Сначала в сенях послышался тяжелый стук палки об дощатый пол. От страха у нас отвисли челюсти. Дверь медленно отворилась,+ и на пороге появился ОН. Трудно передать то первое впечатление от увиденного. Голова Деда торчала из воротника, очень похожего на воротник тёти Лидиного пальто, обёрнутого толстой бабушкиной шалью. Одет он был в синий, как у мамы, сменный рабочий халат, на который через шарф ниспадала борода из кудрявой банной мочалки. Шапка ушанка, облепленная ватой, прятала Дедовы глаза, а нос чуть выглядывал из мочалочных же пышных усов.

Пораженные увиденным, мы с Витькой выглядывали из-за бабушкиной спины. Сколько бы длилась наша оторопь, не знаю, если бы не углядели мы, что обут наш новогодний гость в мамины потрёпанные валенки, а из-под халата выглядывает мамино праздничное платье в синий горошек. От сердца у нас с Витькой отлегло, а Дед Мороз стал родным и близким. Мы, просветлевшие, улыбаясь, вышли к Деду-маме. 

По очереди, взбираясь на табуретку, мы с Витькой рассказывали Деду Морозу стихи, а потом грянули песню, из слов которой память сохранила лишь – Бей винтовка метко, ловко быстрой пулей по врагу. Я тебе моя винтовка острой саблей помогу. – За что и получили подарки. Витьке достался серый ушастый заяц, а мне медвежонок из синего плюша с чёрными бусинками-глазами. Плюс ко всему – по кулёчку конфет-подушечек. Это был настоящий праздник.

Водить хоровод было тесновато. А песню про ёлочку мы разучили здесь же, с тётей Лидой, бабушкой Палажкой и мамой-Дедом Морозом. Потом все освобождали взмокшую маму от Дедморозовых доспехов, и мы с Витькой весело врали, что вовсе и не узнали её сразу. Потом взрослые выпили  спирта с огурцами – за Победу. Мы тоже чокнулись нашим морсом. А потом чокаться было нельзя.

Бабушка с мамой и тётей Лидой выпили молча. Они плакали, а тётя Лида обняла их за плечи и плакала тоже. Плакали и мы с Витькой. Нам было очень жалко дядю Колю, маминого младшего брата, и дядю Зёню, самого младшего папиного брата, сына бабушки Палажки. Их убили злые фашисты. И бабушка тихо молилась за двух папиных братьев, пропавших без вести, двух своих сыновей-лётчиков. Ох, как ненавидели мы с Витькой тех фашистов. С тех младенческих ногтей, удастся ли забыть – Ранним утром, на рассвете, когда мирно спали дети, Гитлер дал войскам приказ. И послал солдат немецких против всех людей Советских – это значит, против нас. – Мы, пацанята, размазывая слёзы, готовили себя к страшной мести.

Мы с Витькой ближе прижимались к мамам и бабушке, пытаясь обнять и успокоить, а их худые  «тыловые» руки гладили нас по головам и плечам, будто прося прощения за прерванное веселье. Ох, как горьки были те их слёзы на наших детских головах. Ох, как больно было тем пятерым сердцам. И не было в те минуты роднее и ближе людей на всём белом свете.

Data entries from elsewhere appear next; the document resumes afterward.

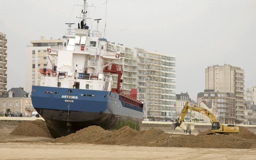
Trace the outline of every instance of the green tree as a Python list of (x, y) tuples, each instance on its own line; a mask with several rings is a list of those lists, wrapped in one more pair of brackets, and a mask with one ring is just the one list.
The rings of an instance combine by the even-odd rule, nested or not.
[(11, 111), (11, 109), (10, 108), (8, 108), (7, 109), (6, 109), (6, 112), (7, 112), (7, 114), (9, 114), (9, 112), (10, 112)]
[(236, 124), (240, 124), (241, 123), (241, 122), (238, 119), (235, 119), (235, 123)]

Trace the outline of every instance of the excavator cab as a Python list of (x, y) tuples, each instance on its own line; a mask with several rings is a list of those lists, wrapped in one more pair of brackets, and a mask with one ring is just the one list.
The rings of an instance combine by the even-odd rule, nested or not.
[(213, 122), (212, 130), (218, 130), (220, 128), (220, 124), (219, 122)]

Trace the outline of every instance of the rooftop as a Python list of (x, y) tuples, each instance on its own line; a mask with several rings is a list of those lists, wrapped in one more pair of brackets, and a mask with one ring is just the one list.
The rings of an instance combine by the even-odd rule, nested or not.
[(12, 88), (6, 92), (3, 93), (1, 98), (8, 98), (9, 92), (12, 92), (12, 97), (14, 98), (28, 97), (29, 93), (23, 90), (23, 88)]

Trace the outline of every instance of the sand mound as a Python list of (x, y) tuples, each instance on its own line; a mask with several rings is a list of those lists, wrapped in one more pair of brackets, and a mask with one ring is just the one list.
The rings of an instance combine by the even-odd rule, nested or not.
[(255, 135), (249, 136), (251, 139), (243, 137), (244, 134), (247, 134), (246, 133), (250, 134), (248, 132), (250, 131), (241, 128), (242, 135), (239, 135), (239, 134), (206, 135), (209, 131), (206, 131), (195, 136), (168, 134), (162, 130), (154, 128), (138, 131), (125, 126), (116, 131), (110, 131), (105, 130), (99, 126), (92, 126), (75, 133), (54, 139), (52, 142), (162, 147), (244, 149), (255, 148), (256, 139), (251, 138), (254, 137)]
[[(242, 138), (249, 139), (256, 139), (256, 134), (253, 133), (250, 130), (246, 129), (243, 127), (239, 127), (239, 133), (231, 133), (230, 135), (238, 138)], [(211, 130), (208, 130), (200, 133), (197, 134), (197, 136), (206, 135), (209, 133), (212, 133)]]
[(10, 134), (28, 136), (52, 137), (45, 122), (38, 119), (21, 123)]
[(52, 142), (96, 143), (100, 141), (102, 137), (107, 136), (109, 133), (109, 131), (106, 131), (100, 127), (92, 126), (77, 131), (74, 133), (56, 138), (53, 140)]
[(211, 130), (208, 130), (206, 131), (203, 131), (202, 132), (200, 132), (199, 133), (197, 134), (197, 135), (207, 135), (209, 134), (212, 133), (211, 131)]
[(256, 134), (243, 127), (239, 127), (239, 133), (232, 134), (232, 135), (249, 139), (256, 139)]

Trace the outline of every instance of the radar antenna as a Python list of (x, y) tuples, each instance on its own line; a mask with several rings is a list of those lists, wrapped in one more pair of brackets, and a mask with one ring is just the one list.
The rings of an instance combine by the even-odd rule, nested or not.
[[(91, 18), (88, 18), (87, 17), (87, 9), (88, 7), (95, 7), (95, 6), (94, 6), (93, 5), (88, 5), (87, 2), (86, 2), (86, 0), (84, 0), (84, 5), (76, 5), (82, 6), (83, 7), (83, 9), (82, 10), (82, 13), (83, 14), (83, 16), (82, 17), (76, 17), (77, 18), (80, 18), (82, 19), (83, 21), (84, 25), (84, 26), (86, 26), (86, 20), (87, 19), (91, 19)], [(81, 28), (82, 28), (82, 26), (81, 26)]]
[(69, 35), (71, 34), (71, 25), (74, 25), (75, 23), (66, 23), (65, 24), (67, 25), (67, 27), (69, 27), (69, 29), (67, 29), (69, 30)]
[(99, 31), (99, 30), (98, 30), (98, 27), (99, 27), (99, 20), (101, 20), (102, 19), (94, 19), (94, 21), (97, 21), (97, 28), (96, 28), (96, 30), (97, 31)]

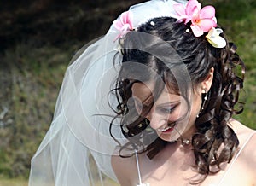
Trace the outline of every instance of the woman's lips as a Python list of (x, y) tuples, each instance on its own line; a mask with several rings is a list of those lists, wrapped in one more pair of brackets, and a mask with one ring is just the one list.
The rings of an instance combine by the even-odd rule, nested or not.
[(174, 125), (172, 125), (171, 126), (167, 126), (166, 128), (164, 128), (164, 129), (158, 129), (158, 131), (162, 133), (170, 133), (173, 131), (175, 125), (176, 125), (174, 124)]

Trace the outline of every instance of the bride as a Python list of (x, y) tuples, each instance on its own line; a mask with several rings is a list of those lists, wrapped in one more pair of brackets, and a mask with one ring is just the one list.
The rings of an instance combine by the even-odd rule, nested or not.
[(81, 53), (29, 185), (256, 183), (255, 131), (232, 119), (245, 67), (212, 6), (134, 5)]

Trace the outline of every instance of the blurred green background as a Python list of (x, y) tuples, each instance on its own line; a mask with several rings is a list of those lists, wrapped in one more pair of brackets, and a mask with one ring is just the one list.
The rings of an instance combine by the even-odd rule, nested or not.
[[(65, 70), (84, 44), (104, 34), (138, 0), (0, 2), (0, 186), (26, 185), (30, 160), (49, 128)], [(247, 74), (242, 114), (256, 129), (256, 2), (201, 0), (238, 47)]]

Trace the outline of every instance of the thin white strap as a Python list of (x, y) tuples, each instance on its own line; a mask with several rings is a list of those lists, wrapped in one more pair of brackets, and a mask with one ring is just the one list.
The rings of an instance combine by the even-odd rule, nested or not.
[(224, 178), (226, 177), (228, 172), (230, 171), (230, 170), (231, 169), (232, 166), (234, 165), (235, 161), (236, 160), (236, 159), (238, 158), (238, 156), (240, 155), (240, 154), (241, 153), (241, 151), (243, 150), (243, 148), (245, 148), (245, 146), (247, 145), (247, 143), (250, 141), (250, 139), (252, 138), (252, 137), (253, 136), (253, 134), (255, 134), (255, 132), (253, 132), (246, 140), (245, 143), (241, 146), (241, 149), (239, 150), (239, 152), (236, 154), (236, 155), (234, 157), (233, 160), (231, 161), (229, 168), (227, 169), (227, 171), (224, 172), (224, 175), (223, 176), (223, 177), (221, 178), (220, 182), (218, 183), (218, 185), (221, 185), (222, 183), (224, 182)]
[(136, 157), (137, 174), (138, 174), (138, 177), (139, 177), (139, 182), (140, 182), (140, 185), (141, 185), (142, 184), (142, 177), (141, 177), (141, 171), (140, 171), (140, 166), (139, 166), (139, 162), (138, 162), (138, 155), (137, 155), (137, 150), (135, 150), (135, 157)]

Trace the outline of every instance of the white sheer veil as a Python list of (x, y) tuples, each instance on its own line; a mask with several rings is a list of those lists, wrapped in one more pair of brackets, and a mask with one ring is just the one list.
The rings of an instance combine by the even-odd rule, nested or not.
[[(153, 0), (130, 8), (133, 27), (155, 17), (174, 17), (173, 3), (187, 1)], [(30, 186), (94, 185), (102, 174), (116, 180), (111, 156), (118, 143), (109, 132), (117, 100), (111, 90), (122, 59), (111, 26), (108, 33), (84, 46), (69, 65), (56, 102), (52, 124), (32, 160)], [(118, 62), (114, 62), (118, 61)], [(121, 143), (119, 119), (112, 134)], [(92, 166), (94, 159), (96, 166)]]

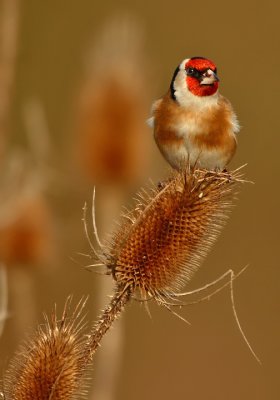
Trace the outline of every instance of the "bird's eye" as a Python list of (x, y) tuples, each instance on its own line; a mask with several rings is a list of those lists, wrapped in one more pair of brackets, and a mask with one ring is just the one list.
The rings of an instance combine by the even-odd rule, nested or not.
[(194, 73), (195, 73), (195, 69), (194, 68), (188, 68), (187, 69), (187, 74), (188, 75), (194, 75)]

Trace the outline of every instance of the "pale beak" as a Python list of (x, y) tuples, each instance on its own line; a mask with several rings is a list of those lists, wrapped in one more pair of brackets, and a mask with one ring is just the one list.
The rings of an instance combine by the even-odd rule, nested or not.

Было поздно. Мы улеглись, и через нашу тайную дырку заговорили наши с Витькой друзья. Мой синий мишка старался шептать басом, а Витькин заяц не умел пищать – Витька тогда уже басил. А за столом, обнявшись, тихонько пели мамы и бабушка. Где-то в прихожей буянил Епифан.

С той детской поры я помню песню «Дайте в руки мне гармонь». А когда бабушка пела «Галю», у меня и потом, у повзрослевшего, всегда наворачивались слёзы. Только она умела так петь эту песню. Под эти родные нам голоса ушел от нас с Витькой в сказку наш праздник. Уткнувшись лбами в нашу дырку от сучка, обняв зверят, ушли и мы в наши детские сны. Что снилось нам? Поди-ка вспомни теперь.

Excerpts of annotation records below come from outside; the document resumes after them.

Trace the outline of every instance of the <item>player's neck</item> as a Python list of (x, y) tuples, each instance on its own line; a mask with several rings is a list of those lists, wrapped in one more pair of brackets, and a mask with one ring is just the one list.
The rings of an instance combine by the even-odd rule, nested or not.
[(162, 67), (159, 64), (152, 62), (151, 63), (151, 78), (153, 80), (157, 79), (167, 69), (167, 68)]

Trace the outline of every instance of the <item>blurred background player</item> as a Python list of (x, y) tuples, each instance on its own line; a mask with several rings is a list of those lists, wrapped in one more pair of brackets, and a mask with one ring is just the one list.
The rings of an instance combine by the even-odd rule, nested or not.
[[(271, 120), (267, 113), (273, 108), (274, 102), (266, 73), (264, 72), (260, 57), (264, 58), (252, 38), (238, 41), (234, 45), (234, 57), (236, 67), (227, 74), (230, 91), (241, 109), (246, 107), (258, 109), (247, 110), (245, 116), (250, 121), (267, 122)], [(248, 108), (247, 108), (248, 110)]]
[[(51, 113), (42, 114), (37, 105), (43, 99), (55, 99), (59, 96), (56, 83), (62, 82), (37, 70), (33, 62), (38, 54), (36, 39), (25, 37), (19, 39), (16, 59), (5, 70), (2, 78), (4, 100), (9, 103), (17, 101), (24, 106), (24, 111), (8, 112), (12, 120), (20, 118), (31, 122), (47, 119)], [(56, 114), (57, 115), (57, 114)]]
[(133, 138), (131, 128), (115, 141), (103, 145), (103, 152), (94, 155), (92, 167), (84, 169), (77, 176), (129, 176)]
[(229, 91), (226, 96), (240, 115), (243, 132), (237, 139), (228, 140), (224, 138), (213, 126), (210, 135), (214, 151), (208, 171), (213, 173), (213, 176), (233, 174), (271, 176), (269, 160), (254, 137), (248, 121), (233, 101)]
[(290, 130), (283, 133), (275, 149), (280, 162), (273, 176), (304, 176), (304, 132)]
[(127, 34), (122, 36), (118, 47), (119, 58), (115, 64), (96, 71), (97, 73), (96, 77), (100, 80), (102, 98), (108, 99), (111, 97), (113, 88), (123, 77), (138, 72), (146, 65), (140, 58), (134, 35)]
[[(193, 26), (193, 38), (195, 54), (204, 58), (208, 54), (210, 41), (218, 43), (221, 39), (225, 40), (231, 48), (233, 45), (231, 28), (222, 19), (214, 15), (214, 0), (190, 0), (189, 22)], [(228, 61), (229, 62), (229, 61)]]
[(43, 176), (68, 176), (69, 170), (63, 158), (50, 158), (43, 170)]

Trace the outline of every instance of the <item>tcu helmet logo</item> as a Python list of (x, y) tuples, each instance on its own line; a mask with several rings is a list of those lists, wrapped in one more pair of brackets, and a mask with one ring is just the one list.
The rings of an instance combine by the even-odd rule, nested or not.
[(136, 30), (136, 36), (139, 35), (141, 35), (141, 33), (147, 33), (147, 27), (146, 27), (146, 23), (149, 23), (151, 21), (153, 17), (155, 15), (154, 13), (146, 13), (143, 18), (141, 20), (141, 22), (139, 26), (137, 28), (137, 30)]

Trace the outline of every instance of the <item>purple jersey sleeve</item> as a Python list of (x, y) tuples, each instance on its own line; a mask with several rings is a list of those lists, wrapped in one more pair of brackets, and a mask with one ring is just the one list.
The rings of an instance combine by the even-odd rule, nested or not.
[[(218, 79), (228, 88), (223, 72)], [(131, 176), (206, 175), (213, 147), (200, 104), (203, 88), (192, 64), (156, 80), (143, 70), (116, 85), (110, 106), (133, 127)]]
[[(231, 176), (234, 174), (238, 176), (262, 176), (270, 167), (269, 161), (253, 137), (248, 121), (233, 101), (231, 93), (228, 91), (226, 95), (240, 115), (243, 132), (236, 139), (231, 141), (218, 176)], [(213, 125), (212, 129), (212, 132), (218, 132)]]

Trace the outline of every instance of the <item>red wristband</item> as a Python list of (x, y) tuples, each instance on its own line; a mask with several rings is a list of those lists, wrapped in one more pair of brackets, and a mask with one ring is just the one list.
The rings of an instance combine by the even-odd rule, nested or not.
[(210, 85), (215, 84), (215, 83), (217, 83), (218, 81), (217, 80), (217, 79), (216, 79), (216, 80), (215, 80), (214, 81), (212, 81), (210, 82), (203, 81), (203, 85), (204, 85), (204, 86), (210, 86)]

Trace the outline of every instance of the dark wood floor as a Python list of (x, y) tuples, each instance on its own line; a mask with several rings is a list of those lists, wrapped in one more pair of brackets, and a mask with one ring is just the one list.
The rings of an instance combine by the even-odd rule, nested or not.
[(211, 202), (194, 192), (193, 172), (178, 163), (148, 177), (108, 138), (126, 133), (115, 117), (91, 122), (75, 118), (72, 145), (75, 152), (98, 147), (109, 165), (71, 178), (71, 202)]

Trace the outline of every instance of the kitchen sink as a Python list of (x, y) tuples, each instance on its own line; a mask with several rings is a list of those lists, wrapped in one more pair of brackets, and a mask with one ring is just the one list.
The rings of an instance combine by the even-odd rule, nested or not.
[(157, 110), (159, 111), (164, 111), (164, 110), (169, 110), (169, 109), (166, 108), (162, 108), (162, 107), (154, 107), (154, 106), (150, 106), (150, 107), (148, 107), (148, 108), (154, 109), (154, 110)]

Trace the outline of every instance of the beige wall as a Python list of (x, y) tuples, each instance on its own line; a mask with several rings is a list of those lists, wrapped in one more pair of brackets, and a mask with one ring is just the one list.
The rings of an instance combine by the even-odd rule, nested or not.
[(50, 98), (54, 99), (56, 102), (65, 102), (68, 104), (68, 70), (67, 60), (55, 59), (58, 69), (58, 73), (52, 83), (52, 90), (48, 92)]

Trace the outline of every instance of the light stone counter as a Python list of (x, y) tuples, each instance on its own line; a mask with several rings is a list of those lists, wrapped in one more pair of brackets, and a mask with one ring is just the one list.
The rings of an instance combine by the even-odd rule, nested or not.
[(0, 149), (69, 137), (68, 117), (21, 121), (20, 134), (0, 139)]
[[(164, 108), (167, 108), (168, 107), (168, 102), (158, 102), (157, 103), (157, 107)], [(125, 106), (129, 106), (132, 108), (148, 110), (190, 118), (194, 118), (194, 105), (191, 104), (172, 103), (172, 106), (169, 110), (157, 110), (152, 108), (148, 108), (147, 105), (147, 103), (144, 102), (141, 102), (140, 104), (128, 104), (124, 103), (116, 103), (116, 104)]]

Утром 1944го мы с Витькой проснулись от тихого шёпота. В нашей комнате за столом сидели все трое. Мама с тётей Лидой, в пальто, а бабушка, накрывшись тёплым платком. Перед ними стояли три кружки. Они плакали.

Мы не слышали с Витькой того тревожного заводского гудка. У мамы в цеху взорвался котёл с кипящей живицей. Это – из чего делали камфару. Погибла подруга, мамина и тёти Лиды.

А где-то там, далеко, грохотала война.

Прошло мало ли лет. И я уже что-то скрёб бритвой под носом. Но увидев у мамы в коробке синенького медвежонка, я бережно брал его в ладони, и он будто прятался в них. Ладоням становилось тепло, а мне так хотелось услышать, через нашу дырку от сучка, Витькиного зайца, который не умел пищать, потому, что Витька тогда уже говорил басом.